Deploying Hugging-face models¶

Pre-trained models available in Hugging-face can be deployed by DKubeX.

On the DKubeX Workspace, click on the terminal application to open the DKubeX CLI on a new tab.

Type the following command while replacing with the appropriate details enclosed in <>.

d3x serve create -n <deployment name> -r hugging_face --hface_repoid <repo-id> --hface_tokenizer <tokenizer> --hface_classifier <classifier> --repo_name <name of repo containing serving script> --repo_org <username of repo owner> --is_private_repo --access_token <your github personal access token> --branch_name <name of the branch containing the serving script> --depfilepath <deployment file path> --ngpus <number of gpu> --min_cpu <min number of cpus for cluster creation> --max_cpu <max number of cpus for cluster creation> --min_memory <min memory for cluster creation> --max_memory <max memory for cluster creation> --min_replicas <min number of deployment replicas> --max_replicas <max number of deployment replicas>

d3x serve create -n biogptdeploy -r hugging_face --hface_repoid microsoft/biogpt --hface_tokenizer BioGptTokenizer --hface_classifier text-completion --repo_name dkubex-examples --repo_org dkubeio --branch_name serve --depfilepath biogpt.deploy

Note

In the serving command, if the values of hardware type, cpu, gpu, memory and replica are not provided, it automatically accepts the default values for them.
Use –is_private_repo and –access_token flags if the repository containing the serving script is private. Also make sure that you have access to the repository containing the serving script.
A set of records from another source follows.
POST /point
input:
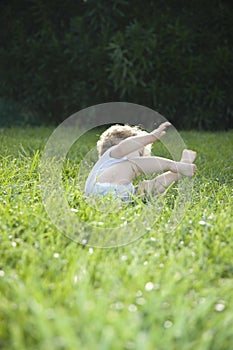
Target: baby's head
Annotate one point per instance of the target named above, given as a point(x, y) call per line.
point(115, 134)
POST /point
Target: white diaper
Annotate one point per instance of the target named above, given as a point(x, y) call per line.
point(123, 192)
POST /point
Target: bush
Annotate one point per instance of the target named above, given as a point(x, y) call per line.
point(56, 58)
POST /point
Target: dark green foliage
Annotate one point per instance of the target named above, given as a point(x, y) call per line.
point(59, 57)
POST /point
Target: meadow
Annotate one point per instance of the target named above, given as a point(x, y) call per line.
point(168, 289)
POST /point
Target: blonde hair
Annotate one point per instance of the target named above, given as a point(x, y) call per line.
point(115, 134)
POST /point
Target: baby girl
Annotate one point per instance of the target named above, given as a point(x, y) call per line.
point(125, 154)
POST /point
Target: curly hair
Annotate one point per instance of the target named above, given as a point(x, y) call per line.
point(115, 134)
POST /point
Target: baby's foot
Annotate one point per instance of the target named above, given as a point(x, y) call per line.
point(188, 156)
point(186, 169)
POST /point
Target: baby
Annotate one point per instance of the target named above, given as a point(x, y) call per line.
point(125, 154)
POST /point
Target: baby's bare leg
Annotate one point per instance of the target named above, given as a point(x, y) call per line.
point(150, 165)
point(163, 181)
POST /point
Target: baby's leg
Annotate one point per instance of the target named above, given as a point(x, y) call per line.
point(150, 165)
point(163, 181)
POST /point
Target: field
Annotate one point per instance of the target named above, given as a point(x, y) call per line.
point(169, 289)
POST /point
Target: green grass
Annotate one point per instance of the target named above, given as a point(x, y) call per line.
point(166, 290)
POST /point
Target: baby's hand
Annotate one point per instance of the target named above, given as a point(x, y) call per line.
point(160, 131)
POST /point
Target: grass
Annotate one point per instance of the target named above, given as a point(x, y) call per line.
point(166, 290)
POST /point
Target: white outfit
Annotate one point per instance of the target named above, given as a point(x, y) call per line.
point(92, 186)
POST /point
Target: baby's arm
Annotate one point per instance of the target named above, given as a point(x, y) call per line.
point(135, 143)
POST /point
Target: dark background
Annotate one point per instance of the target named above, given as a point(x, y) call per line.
point(176, 57)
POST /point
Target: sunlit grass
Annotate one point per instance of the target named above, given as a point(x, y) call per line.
point(166, 290)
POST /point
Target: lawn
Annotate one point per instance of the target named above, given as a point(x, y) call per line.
point(169, 289)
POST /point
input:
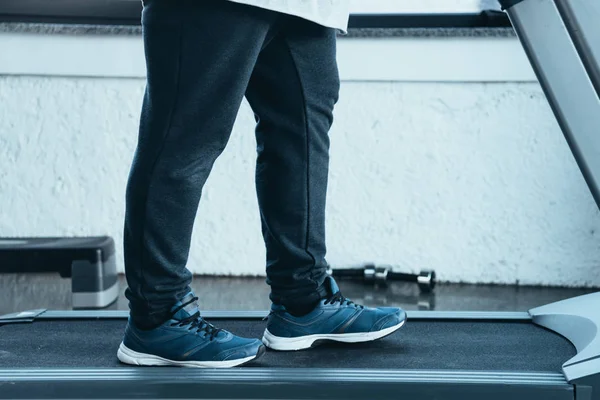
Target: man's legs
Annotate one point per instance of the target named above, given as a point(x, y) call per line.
point(200, 56)
point(293, 91)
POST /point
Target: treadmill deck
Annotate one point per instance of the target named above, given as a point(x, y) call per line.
point(425, 345)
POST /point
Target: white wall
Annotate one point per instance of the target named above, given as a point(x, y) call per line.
point(472, 179)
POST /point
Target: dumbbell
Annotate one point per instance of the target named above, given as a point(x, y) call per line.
point(372, 274)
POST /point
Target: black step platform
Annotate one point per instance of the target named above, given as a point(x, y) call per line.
point(88, 261)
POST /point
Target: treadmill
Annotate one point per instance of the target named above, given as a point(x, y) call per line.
point(550, 352)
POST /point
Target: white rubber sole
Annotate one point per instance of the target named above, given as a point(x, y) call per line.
point(306, 342)
point(128, 356)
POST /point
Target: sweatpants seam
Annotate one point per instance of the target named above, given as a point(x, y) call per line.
point(155, 163)
point(306, 127)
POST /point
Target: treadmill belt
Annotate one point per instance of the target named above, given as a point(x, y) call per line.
point(475, 346)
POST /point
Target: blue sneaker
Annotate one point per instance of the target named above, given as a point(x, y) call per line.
point(334, 319)
point(187, 340)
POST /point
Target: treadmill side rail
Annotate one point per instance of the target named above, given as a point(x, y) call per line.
point(280, 384)
point(562, 73)
point(578, 320)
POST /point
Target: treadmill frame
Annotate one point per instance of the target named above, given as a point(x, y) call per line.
point(280, 383)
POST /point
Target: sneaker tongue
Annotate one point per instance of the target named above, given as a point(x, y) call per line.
point(331, 286)
point(191, 307)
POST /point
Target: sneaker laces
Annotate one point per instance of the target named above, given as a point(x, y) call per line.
point(195, 321)
point(339, 298)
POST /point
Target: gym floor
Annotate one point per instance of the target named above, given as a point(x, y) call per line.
point(34, 291)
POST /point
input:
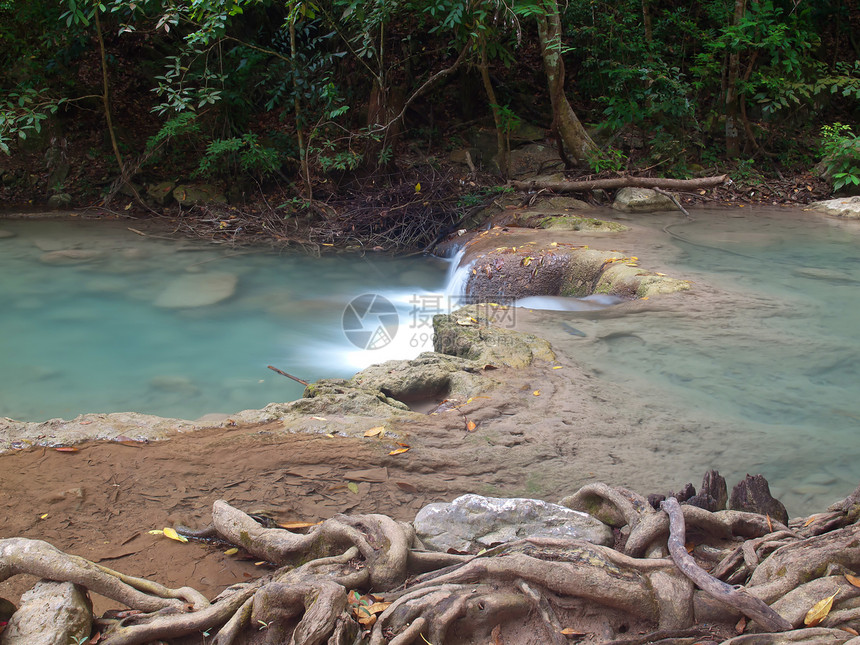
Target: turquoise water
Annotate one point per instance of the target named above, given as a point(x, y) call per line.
point(93, 334)
point(761, 360)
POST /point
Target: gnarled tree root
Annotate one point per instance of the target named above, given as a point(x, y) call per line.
point(555, 586)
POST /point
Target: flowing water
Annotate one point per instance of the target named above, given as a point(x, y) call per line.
point(767, 344)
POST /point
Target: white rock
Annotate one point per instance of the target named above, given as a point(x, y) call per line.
point(197, 290)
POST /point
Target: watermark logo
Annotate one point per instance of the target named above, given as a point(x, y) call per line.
point(370, 321)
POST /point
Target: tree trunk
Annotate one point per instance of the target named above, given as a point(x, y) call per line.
point(575, 139)
point(501, 139)
point(732, 103)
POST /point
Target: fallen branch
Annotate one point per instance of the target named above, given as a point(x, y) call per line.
point(743, 602)
point(621, 182)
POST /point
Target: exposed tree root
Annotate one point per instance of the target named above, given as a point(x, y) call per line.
point(738, 564)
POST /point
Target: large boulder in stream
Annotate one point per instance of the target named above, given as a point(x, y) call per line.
point(477, 333)
point(197, 290)
point(472, 522)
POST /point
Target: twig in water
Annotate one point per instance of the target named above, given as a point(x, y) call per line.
point(283, 373)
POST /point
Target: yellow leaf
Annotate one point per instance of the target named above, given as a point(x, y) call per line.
point(173, 535)
point(819, 611)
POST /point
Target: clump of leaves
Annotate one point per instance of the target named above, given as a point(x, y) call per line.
point(840, 148)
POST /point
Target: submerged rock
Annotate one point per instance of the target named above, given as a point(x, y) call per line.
point(70, 256)
point(848, 207)
point(477, 333)
point(197, 290)
point(472, 522)
point(641, 200)
point(51, 613)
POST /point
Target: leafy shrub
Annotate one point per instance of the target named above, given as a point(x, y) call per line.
point(841, 151)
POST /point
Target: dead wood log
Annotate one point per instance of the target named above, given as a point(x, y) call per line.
point(621, 182)
point(750, 606)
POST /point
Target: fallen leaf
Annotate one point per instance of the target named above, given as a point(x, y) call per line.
point(819, 611)
point(173, 535)
point(297, 525)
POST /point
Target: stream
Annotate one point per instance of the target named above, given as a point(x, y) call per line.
point(96, 318)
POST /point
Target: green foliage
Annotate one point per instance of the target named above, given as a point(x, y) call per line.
point(841, 150)
point(245, 154)
point(22, 112)
point(608, 159)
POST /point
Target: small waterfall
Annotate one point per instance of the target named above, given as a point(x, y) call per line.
point(458, 278)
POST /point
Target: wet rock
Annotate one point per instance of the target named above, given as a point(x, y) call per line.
point(827, 275)
point(714, 486)
point(429, 377)
point(848, 207)
point(51, 613)
point(641, 200)
point(197, 290)
point(198, 194)
point(752, 494)
point(474, 332)
point(685, 493)
point(472, 522)
point(70, 256)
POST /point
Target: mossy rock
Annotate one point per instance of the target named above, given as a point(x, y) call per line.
point(474, 333)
To find the Hugging-face repo ID, tokenizer and model classifier, use the following steps-
- Open the model’s page on the Hugging-face website.
- Click on the Copy model name to clipboard button next to the name of the model name. This copies the model repo ID to the clipboard. Make a note of it in a text editing software to use it later.
- In the model description, from the sample code provided, you can find the tokenizer for the model. For this example in the next photo, the tokenizer is BioGptTokenizer. Make a note of it.
- For the model classifier, check the first tag below the name of the model. This is the model classifier. Make a note of it too.
After entering all necessary details, press Enter. The deployment creation will start automatically.
On the DKubeX UI, go to the Deployments tab. The list on the screen should show your deployment, along with it’s status, the name of the serve cluster and the serve endpoint.
- The endpoint will show up after the deployment is successful, and the status turns to running.
- Clicking on the name of the deployment opens the page containing all the details of that particular deployment.
- Clicking on the name of the serve cluster opens the Ray dashboard for that cluster.